One more note on National Gas Pipeline Co. v. Justiss is appropriate. The Texas Supreme Court held that the landowners had failed to present admissible evidence that the permanent nuisance caused by the defendant had diminished the value of their property. Normally, the loss of such a “no-evidence” point leads to the appellate court reversing the judgment and rendering judgment for the defendant. The Texas Supreme Court, however, did not render judgment. It remanded the case for a new trial, reasoning that the prior jurisprudence may have misled the landowners into believing that their damages evidence was sufficient.

Thus, instead of being tossed out of court, plaintiffs were provided a second opportunity—with a roadmap opinion from the Supreme Court–indicating how their damages should be proved up. While the landowners may have preferred a recovery under the first verdict, the chance for a “do‑over” provided an important consolation prize.

This result raises questions for appellate advocates. Should the appellee be prepared to argue for a remand as a fall-back position? This is psychologically difficult. The party has already won the trial and obtained the judgment. Arguing for a remand in the event the appellate court believes the case should be reversed may seem unduly passive or negative. Nevertheless, if the case appears reasonably close and the appellant’s position seeks to change existing law, clarify a substantial ambiguity in the law, or resolve a conflict existing in the lower courts, appellees should consider mentioning remand as an alternative case resolution.

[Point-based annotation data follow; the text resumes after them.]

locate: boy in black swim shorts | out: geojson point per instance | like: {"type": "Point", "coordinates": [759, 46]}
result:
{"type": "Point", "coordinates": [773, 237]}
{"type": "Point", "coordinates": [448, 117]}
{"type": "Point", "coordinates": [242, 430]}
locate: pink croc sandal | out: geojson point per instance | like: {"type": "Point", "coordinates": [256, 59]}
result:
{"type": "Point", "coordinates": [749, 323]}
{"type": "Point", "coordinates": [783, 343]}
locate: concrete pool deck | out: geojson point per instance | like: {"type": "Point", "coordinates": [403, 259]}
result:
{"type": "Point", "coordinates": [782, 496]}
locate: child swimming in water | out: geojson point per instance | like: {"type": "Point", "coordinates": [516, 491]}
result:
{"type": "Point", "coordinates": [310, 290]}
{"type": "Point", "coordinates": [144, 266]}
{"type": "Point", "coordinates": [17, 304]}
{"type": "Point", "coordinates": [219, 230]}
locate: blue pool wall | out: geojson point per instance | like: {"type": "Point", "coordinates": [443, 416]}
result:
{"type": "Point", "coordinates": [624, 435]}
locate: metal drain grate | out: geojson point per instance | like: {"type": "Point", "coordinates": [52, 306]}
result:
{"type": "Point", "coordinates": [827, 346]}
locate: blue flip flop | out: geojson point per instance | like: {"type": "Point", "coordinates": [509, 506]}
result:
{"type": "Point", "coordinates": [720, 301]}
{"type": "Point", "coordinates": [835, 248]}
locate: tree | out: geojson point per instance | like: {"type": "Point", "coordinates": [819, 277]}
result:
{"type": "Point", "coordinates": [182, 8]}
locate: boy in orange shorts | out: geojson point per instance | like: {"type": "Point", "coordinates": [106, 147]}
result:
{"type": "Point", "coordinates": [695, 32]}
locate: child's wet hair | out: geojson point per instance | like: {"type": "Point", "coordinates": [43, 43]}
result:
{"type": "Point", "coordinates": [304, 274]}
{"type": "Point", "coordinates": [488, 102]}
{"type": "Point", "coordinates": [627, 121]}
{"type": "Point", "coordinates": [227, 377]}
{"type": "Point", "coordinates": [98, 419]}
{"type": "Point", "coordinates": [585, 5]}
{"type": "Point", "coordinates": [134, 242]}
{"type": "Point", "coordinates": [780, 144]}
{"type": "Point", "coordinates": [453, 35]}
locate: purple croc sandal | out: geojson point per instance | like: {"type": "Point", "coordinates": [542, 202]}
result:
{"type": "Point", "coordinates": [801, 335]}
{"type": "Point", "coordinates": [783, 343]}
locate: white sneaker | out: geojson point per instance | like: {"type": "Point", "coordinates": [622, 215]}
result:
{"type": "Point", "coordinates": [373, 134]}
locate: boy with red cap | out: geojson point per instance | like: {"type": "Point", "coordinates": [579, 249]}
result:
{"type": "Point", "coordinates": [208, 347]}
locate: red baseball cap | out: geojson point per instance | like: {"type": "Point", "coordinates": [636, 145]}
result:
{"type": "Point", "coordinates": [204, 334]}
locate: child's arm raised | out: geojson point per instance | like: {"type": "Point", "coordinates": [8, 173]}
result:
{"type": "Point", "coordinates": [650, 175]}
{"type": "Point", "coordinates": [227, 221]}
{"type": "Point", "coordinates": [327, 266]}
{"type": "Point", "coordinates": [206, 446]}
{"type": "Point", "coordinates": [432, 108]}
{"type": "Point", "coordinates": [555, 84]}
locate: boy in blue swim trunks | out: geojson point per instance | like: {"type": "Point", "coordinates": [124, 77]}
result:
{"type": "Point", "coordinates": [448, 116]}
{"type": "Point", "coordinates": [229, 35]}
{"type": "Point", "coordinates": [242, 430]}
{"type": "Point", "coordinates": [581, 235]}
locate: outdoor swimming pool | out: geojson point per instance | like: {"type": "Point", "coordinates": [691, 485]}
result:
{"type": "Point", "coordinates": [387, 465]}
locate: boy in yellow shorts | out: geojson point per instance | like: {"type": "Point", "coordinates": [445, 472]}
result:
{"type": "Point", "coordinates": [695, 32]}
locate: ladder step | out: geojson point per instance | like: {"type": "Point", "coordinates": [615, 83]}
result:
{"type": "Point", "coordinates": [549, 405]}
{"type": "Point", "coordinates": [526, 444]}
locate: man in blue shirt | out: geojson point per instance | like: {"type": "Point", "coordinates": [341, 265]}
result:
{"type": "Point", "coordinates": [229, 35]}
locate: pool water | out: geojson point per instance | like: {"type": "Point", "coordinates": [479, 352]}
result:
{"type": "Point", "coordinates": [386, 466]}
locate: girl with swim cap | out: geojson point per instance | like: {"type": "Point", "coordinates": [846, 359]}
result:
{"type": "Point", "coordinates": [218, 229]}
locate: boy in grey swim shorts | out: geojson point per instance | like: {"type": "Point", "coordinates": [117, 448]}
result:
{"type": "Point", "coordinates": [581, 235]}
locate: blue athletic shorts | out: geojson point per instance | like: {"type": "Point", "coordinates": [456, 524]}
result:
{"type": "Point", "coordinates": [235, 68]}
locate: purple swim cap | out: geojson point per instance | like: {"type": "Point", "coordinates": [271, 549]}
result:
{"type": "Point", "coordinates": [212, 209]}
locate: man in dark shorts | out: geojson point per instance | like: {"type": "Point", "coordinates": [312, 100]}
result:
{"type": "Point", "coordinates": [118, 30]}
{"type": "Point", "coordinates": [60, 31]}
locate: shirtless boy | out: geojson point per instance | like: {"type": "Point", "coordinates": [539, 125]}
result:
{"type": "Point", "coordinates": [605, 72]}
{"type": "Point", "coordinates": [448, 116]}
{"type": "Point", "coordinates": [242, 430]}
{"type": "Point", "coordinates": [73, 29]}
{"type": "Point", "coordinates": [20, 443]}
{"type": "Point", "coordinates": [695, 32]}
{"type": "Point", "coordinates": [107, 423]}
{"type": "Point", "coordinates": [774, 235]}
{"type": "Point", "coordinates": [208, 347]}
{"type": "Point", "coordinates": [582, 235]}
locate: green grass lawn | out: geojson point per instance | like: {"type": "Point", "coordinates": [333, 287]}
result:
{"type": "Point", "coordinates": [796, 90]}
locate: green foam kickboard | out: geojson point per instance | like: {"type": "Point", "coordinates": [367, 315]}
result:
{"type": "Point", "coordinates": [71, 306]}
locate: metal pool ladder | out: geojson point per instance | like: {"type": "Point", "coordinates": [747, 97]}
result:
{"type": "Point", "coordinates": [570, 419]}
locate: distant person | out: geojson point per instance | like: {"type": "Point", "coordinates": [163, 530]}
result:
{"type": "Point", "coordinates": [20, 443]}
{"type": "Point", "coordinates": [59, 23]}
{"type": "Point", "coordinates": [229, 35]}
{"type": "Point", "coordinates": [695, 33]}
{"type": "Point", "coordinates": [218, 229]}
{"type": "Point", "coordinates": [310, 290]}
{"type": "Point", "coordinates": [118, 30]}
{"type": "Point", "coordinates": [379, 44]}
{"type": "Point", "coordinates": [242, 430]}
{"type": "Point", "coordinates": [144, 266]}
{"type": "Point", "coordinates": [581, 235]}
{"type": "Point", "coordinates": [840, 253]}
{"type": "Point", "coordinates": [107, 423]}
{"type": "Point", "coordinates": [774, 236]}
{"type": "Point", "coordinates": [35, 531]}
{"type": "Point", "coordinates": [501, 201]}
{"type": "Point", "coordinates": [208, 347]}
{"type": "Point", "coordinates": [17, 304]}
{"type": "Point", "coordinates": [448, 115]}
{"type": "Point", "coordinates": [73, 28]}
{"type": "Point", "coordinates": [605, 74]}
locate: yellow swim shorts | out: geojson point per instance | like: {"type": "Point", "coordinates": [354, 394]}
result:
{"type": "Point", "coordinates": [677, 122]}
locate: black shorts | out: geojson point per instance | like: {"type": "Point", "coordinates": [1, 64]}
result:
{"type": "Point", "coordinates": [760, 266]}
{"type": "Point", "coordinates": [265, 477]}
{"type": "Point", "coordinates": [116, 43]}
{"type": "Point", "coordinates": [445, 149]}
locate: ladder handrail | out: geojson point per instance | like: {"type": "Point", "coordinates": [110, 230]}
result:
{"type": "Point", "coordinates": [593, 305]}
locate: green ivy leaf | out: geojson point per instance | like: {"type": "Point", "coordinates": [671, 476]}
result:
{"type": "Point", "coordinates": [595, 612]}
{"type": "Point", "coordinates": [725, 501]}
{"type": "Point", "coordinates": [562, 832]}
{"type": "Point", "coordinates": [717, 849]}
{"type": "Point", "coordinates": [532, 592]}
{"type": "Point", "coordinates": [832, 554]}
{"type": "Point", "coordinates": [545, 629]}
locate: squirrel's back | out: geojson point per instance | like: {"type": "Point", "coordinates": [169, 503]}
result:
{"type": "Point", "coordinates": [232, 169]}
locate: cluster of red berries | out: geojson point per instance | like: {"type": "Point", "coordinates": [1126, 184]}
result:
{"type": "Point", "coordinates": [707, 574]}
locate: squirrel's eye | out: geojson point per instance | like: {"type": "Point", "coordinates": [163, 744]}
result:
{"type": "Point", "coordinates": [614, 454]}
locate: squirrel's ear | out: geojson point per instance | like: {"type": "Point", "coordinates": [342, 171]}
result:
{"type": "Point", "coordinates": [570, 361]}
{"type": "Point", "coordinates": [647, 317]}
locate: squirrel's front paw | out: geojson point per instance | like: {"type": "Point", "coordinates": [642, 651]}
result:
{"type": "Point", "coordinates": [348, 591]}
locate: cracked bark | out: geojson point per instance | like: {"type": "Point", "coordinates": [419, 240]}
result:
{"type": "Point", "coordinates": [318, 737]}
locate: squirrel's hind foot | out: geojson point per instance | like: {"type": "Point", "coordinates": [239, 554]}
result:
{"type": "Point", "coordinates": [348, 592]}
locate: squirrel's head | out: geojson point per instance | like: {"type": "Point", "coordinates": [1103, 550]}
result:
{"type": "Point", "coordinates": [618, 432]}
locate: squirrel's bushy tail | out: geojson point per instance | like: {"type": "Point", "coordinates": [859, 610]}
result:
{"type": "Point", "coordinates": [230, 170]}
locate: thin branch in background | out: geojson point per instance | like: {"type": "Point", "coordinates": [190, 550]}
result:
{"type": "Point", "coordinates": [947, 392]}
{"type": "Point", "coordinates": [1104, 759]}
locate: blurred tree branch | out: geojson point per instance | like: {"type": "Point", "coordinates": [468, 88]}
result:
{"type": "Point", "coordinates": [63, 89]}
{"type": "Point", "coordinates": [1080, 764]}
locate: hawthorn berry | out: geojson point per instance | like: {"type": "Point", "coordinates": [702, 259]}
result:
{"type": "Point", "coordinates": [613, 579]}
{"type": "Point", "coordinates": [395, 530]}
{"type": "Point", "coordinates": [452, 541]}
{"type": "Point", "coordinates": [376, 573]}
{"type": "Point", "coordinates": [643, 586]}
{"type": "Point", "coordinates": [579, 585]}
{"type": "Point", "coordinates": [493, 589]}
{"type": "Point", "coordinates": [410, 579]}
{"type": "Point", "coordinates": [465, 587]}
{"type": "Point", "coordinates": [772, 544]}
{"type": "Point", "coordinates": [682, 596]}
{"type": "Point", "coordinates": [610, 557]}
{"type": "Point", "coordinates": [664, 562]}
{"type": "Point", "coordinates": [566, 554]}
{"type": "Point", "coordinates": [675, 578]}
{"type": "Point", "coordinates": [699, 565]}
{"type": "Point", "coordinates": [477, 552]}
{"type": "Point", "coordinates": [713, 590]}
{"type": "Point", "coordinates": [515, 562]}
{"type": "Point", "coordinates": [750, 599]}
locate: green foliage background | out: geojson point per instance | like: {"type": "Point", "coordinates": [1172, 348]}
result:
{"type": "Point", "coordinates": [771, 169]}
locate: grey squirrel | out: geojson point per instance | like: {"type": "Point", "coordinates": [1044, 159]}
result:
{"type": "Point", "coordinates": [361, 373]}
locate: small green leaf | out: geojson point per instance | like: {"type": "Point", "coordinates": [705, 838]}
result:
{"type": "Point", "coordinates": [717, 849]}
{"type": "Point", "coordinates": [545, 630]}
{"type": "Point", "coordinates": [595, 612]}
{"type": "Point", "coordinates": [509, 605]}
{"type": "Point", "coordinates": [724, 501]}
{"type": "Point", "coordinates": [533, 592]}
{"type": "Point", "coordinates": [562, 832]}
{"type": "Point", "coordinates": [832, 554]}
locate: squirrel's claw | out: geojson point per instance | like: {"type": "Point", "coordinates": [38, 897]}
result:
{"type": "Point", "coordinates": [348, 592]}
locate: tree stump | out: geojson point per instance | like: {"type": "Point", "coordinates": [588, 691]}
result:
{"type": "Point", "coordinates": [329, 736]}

By the same token, appellants seeking a rendition of judgment should consider whether the appellate court may consider a remand and, if so, present arguments to preempt such a remedy. The appellant might wish to emphasize that the underlying law was clear and the appellee was warned in advance that its evidence would be insufficient. Appellants might also point out that the age of the case or the situations of the parties make remand for new trial an unsatisfactory remedy.